Equipment Connections
Mary German

When people come to the studio for their free assessment, many ask how long they would have to work on the mat before starting to work on the equipment.

They are surprised to hear that the Cadillac was originally a hospital bed with the metal frame build around it and spring attachments to assist with the work.  The original clients were rehabilitating from wartime injuries. 

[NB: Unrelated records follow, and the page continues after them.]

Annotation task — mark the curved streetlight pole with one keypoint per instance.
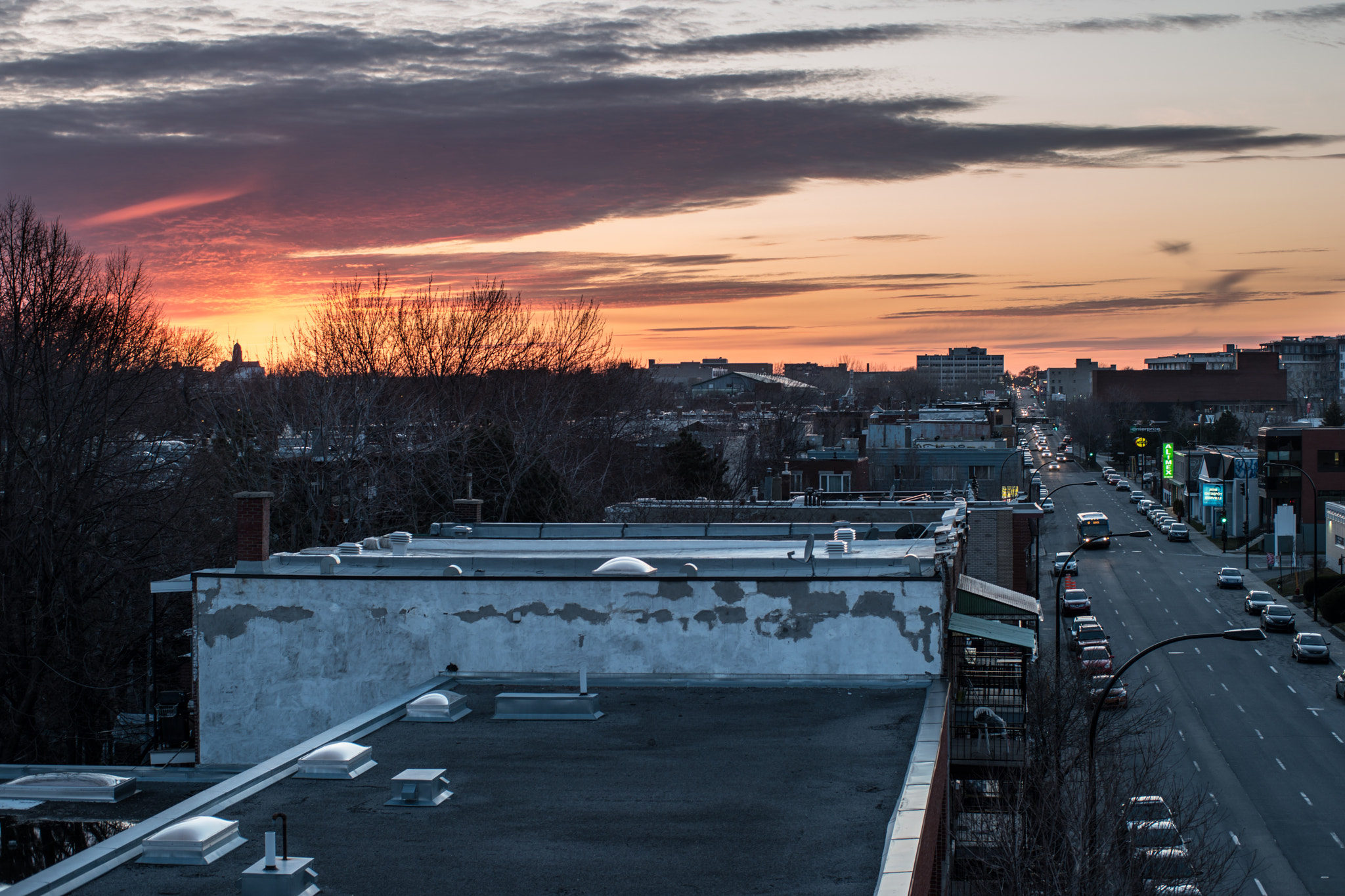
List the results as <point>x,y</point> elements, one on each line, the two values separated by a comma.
<point>1314,524</point>
<point>1137,534</point>
<point>1231,634</point>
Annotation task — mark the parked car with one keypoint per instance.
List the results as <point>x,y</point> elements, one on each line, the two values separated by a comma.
<point>1116,699</point>
<point>1146,834</point>
<point>1080,621</point>
<point>1147,809</point>
<point>1160,865</point>
<point>1064,563</point>
<point>1086,636</point>
<point>1075,601</point>
<point>1277,617</point>
<point>1258,601</point>
<point>1095,661</point>
<point>1310,647</point>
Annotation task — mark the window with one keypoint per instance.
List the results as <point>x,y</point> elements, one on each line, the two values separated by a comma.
<point>834,481</point>
<point>1331,459</point>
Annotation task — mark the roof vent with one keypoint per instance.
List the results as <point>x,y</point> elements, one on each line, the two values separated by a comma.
<point>399,542</point>
<point>195,842</point>
<point>70,786</point>
<point>341,759</point>
<point>420,788</point>
<point>625,566</point>
<point>437,706</point>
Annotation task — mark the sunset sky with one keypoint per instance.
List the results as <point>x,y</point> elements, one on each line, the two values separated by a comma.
<point>770,182</point>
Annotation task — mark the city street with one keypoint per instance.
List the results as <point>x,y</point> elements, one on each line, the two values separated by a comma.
<point>1262,734</point>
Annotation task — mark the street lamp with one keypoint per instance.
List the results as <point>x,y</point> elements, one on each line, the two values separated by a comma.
<point>1137,534</point>
<point>1231,634</point>
<point>1313,485</point>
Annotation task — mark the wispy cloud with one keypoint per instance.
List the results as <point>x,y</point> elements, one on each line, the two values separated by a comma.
<point>163,205</point>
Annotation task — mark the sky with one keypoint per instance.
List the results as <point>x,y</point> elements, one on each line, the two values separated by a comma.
<point>766,182</point>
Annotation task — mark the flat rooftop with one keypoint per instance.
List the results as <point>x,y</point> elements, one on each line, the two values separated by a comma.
<point>705,790</point>
<point>580,557</point>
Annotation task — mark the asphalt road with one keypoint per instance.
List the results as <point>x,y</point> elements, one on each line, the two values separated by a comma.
<point>1262,734</point>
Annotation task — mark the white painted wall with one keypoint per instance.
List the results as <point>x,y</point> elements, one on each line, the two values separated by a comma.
<point>282,658</point>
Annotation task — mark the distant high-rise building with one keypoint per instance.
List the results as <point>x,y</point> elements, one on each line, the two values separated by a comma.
<point>963,370</point>
<point>1315,368</point>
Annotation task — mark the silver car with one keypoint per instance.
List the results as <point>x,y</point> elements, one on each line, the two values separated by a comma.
<point>1258,601</point>
<point>1310,647</point>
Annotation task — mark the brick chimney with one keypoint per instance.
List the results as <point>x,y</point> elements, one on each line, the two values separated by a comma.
<point>254,551</point>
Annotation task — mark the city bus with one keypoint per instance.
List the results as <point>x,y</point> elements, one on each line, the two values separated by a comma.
<point>1094,530</point>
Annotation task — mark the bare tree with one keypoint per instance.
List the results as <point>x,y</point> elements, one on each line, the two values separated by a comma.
<point>93,503</point>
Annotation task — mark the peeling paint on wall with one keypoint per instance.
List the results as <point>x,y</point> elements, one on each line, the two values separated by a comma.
<point>233,621</point>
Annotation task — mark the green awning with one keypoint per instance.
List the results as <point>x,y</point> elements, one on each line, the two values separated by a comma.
<point>985,599</point>
<point>992,630</point>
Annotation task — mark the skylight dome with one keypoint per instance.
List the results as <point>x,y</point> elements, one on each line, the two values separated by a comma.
<point>341,759</point>
<point>74,786</point>
<point>625,566</point>
<point>194,842</point>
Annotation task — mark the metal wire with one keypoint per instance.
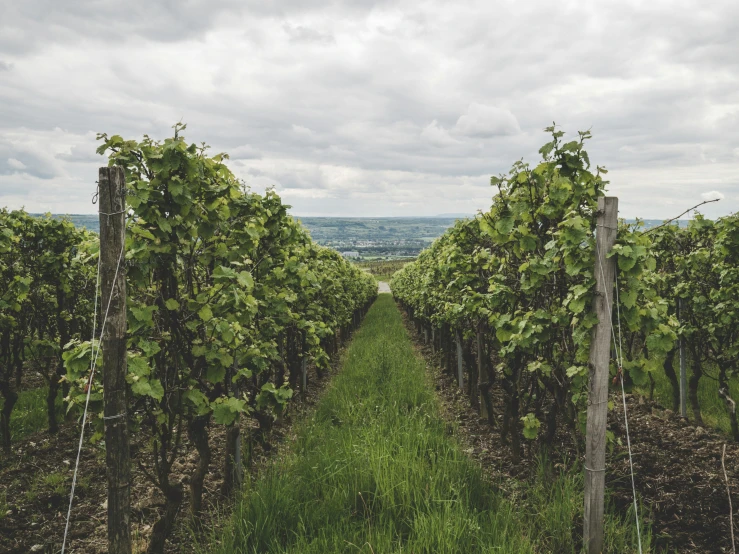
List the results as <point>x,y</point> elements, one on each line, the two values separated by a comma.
<point>93,365</point>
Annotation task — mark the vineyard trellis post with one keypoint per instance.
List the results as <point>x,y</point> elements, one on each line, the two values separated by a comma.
<point>112,214</point>
<point>683,368</point>
<point>595,446</point>
<point>460,360</point>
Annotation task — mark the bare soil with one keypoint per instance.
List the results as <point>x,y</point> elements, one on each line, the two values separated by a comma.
<point>677,467</point>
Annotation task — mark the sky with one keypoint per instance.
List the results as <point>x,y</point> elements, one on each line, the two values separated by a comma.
<point>376,108</point>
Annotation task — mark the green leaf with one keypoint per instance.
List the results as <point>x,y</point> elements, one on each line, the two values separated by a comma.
<point>205,313</point>
<point>504,225</point>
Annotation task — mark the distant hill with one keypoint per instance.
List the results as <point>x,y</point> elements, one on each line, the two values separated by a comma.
<point>370,236</point>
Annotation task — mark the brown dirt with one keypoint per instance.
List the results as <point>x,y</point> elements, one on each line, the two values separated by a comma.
<point>35,480</point>
<point>677,467</point>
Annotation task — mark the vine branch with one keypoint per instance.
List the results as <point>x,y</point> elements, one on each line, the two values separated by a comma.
<point>679,216</point>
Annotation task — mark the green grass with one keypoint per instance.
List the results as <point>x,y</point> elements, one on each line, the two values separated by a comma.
<point>377,470</point>
<point>713,407</point>
<point>29,413</point>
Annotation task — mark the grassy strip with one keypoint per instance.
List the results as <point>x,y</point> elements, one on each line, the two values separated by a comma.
<point>29,413</point>
<point>375,470</point>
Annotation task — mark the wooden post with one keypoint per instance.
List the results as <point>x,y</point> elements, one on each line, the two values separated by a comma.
<point>112,213</point>
<point>683,368</point>
<point>480,369</point>
<point>595,446</point>
<point>303,367</point>
<point>460,361</point>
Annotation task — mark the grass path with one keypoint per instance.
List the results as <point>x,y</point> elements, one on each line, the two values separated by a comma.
<point>376,470</point>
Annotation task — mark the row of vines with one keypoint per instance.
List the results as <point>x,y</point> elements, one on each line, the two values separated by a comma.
<point>228,300</point>
<point>506,297</point>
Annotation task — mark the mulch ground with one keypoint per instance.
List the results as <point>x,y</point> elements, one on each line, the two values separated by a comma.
<point>35,480</point>
<point>677,467</point>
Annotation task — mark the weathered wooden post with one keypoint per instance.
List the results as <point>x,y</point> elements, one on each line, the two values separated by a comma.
<point>683,368</point>
<point>595,447</point>
<point>112,214</point>
<point>481,380</point>
<point>460,360</point>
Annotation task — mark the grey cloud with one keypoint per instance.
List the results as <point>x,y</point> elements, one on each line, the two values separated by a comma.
<point>244,152</point>
<point>81,154</point>
<point>300,33</point>
<point>398,96</point>
<point>15,161</point>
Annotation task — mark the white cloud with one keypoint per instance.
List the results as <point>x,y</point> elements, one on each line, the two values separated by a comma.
<point>713,195</point>
<point>374,107</point>
<point>487,121</point>
<point>16,164</point>
<point>436,135</point>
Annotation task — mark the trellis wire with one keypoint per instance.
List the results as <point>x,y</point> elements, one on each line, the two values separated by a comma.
<point>93,365</point>
<point>617,345</point>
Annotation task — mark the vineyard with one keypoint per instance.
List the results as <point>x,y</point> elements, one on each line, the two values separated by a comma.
<point>228,300</point>
<point>233,343</point>
<point>383,270</point>
<point>506,299</point>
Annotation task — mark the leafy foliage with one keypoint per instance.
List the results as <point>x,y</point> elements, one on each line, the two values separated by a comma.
<point>522,274</point>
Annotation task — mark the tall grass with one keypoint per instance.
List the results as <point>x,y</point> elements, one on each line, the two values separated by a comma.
<point>375,470</point>
<point>29,413</point>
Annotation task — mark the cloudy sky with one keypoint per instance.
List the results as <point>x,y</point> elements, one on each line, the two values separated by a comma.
<point>375,108</point>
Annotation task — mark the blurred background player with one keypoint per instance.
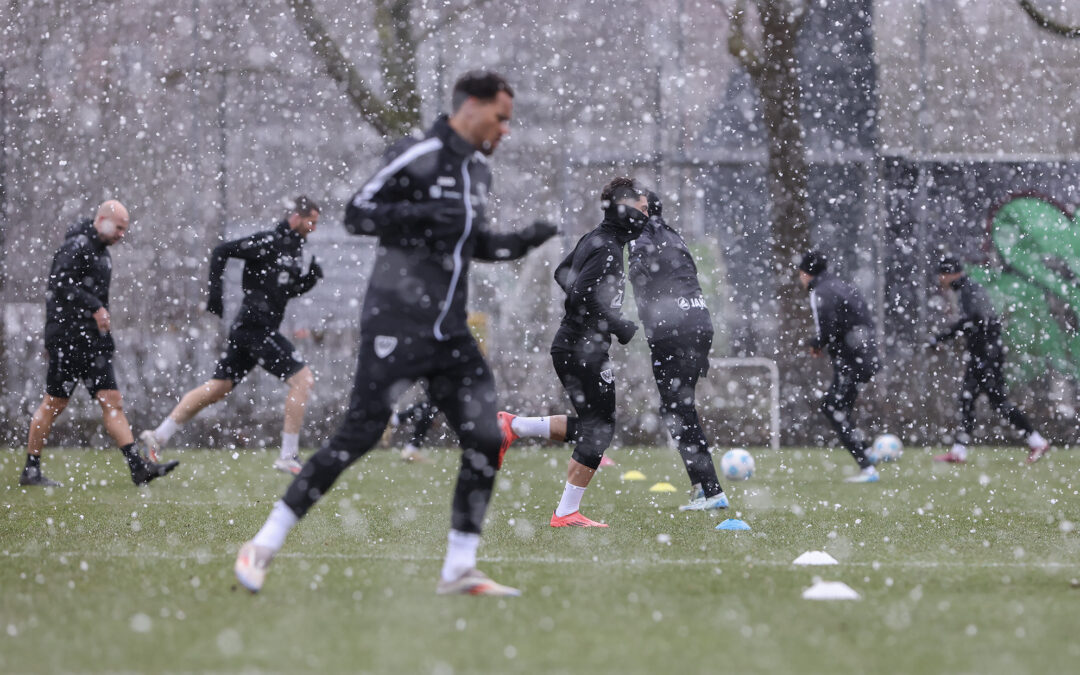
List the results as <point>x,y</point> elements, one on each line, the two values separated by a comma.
<point>79,341</point>
<point>593,279</point>
<point>679,332</point>
<point>428,207</point>
<point>273,274</point>
<point>846,331</point>
<point>982,328</point>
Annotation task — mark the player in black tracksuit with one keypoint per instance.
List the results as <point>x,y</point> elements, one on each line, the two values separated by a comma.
<point>79,341</point>
<point>273,274</point>
<point>985,355</point>
<point>679,331</point>
<point>428,207</point>
<point>593,279</point>
<point>845,329</point>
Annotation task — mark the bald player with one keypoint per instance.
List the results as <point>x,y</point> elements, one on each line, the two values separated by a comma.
<point>79,341</point>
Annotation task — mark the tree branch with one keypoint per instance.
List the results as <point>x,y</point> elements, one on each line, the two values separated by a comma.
<point>372,108</point>
<point>1044,22</point>
<point>449,18</point>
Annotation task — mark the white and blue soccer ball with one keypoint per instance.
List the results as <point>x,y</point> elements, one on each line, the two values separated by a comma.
<point>737,464</point>
<point>886,448</point>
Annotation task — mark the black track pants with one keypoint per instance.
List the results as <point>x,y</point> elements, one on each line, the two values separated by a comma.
<point>460,385</point>
<point>676,365</point>
<point>838,405</point>
<point>985,377</point>
<point>589,380</point>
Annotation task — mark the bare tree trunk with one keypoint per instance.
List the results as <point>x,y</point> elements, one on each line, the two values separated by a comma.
<point>388,120</point>
<point>773,67</point>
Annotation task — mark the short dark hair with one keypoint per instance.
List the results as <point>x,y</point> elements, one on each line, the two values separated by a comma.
<point>302,205</point>
<point>620,188</point>
<point>483,84</point>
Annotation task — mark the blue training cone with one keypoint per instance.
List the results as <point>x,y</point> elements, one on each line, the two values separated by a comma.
<point>734,524</point>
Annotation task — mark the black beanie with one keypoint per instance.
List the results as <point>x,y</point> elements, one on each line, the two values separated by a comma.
<point>655,206</point>
<point>949,265</point>
<point>813,264</point>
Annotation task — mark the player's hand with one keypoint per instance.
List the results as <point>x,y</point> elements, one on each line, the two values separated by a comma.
<point>102,316</point>
<point>625,331</point>
<point>539,232</point>
<point>214,306</point>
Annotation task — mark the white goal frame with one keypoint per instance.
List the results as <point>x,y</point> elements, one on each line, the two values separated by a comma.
<point>768,364</point>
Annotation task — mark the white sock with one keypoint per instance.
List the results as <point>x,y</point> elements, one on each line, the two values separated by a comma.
<point>289,445</point>
<point>570,501</point>
<point>274,530</point>
<point>165,430</point>
<point>460,554</point>
<point>531,427</point>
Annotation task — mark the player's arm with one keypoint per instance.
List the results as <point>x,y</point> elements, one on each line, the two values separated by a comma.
<point>496,246</point>
<point>71,265</point>
<point>387,205</point>
<point>247,248</point>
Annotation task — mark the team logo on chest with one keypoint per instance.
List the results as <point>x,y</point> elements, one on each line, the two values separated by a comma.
<point>385,345</point>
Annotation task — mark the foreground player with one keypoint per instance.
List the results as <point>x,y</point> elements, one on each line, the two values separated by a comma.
<point>428,207</point>
<point>846,331</point>
<point>592,277</point>
<point>679,331</point>
<point>272,275</point>
<point>982,327</point>
<point>79,341</point>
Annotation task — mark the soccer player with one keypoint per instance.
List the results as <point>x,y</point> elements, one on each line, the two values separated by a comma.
<point>846,331</point>
<point>593,279</point>
<point>982,327</point>
<point>273,274</point>
<point>679,332</point>
<point>428,206</point>
<point>80,346</point>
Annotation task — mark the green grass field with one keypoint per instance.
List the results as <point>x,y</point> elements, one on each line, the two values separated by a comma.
<point>961,569</point>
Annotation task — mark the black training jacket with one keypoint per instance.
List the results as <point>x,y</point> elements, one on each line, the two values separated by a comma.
<point>272,275</point>
<point>593,279</point>
<point>419,285</point>
<point>664,278</point>
<point>845,325</point>
<point>78,286</point>
<point>979,322</point>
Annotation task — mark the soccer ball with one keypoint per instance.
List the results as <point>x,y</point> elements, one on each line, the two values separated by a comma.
<point>737,464</point>
<point>886,448</point>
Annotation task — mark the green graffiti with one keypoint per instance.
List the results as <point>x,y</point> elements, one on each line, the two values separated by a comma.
<point>1037,286</point>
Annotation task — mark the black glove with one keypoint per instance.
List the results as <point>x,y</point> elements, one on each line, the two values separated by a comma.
<point>624,332</point>
<point>214,305</point>
<point>539,232</point>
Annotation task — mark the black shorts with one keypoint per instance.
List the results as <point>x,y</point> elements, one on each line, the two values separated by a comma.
<point>70,364</point>
<point>248,349</point>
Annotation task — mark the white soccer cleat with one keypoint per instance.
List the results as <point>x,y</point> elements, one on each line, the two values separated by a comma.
<point>252,564</point>
<point>866,475</point>
<point>475,582</point>
<point>288,464</point>
<point>151,444</point>
<point>700,503</point>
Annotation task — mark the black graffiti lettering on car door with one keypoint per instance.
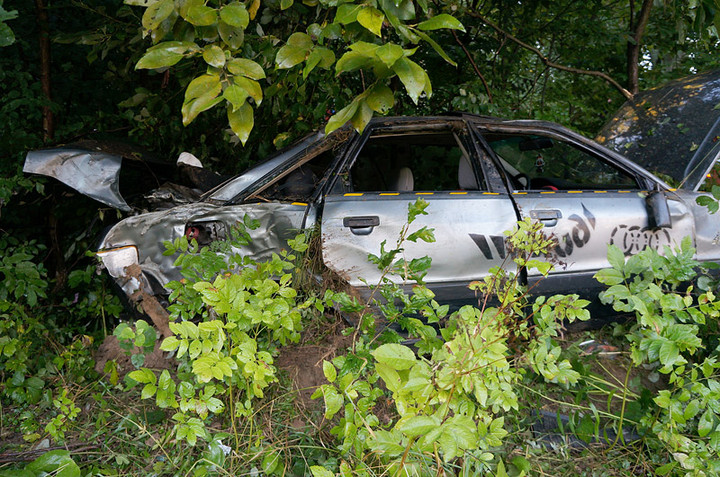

When I studied with Mary Bowen last spring, (an original student of Joseph Pilates and now a Pilates elder), she shared her story with me.  Constant back pain during her teens and early twenties, led her to travel into New York twice a week to Joseph's studio for Pilates.  Joseph had recommended three times a week; however, she had to commute into New York and could only come twice a week.

Mary Bowen started her Pilates practice on the Reformer.  Joseph Pilates didn't have mat classes at his studio.  Mat exercises were added gradually into routines as people gained strength and understanding.

We work the Equipment Connections as Joseph Pilates studio did, empowering people to use the equipment.  We find the results amazing.

Comments from Students of our Equipment Connections Class

After many years of mat classes, I am seeing faster and stronger results using the Pilates Equipment. They make me sweat and give me an intense workout.  Very encouraging and FUN!

Robin Leslie

You can feel the muscles working more in equipment classes.  ...the equipment classes have quickly advanced my mind/body connection with Pilates.

 Anne Hayes

What a great addition to the mat exercise!

Rita Novak

Class Dates and Times

 

Mat Work Foundations

Dates: October 26th, 27th, 28th, 2007
Hours: Friday, 2:00 pm - 8:00 pm, Saturday, 11:00 am - 7:00 pm, Sunday, 11:00 am - 3:00 pm
Cost:  $430 CDN (course tuition), $50 CDN (manual and syllabus)

 

Anatomy Primer

Dates: November 16th, 17th, 2007

Hours: Friday, 3:00 pm - 7:00 pm, Saturday, 11:00 am - 7:00 pm

Cost:  $345 CDN (course tuition)

 

Mat Work Intermediate & Advanced

Dates: February 8th, 9th, 10th, 2008

HoursFriday, 2:00 pm - 7:00 pm, Saturday, 11:00 am - 7:00 pm,

Sunday, 11:00 am - 2:00 pm

Cost:  $420 CDN (course tuition), $50 CDN (manual and syllabus)

 

 

Join LWP for Cancer  Walk

Registration for the Canadian Cancer Society Taking Steps Against Breast Cancer is now open!

Join us Sunday, November 4 at Oakville Place Mall as we unite in the fight against breast cancer.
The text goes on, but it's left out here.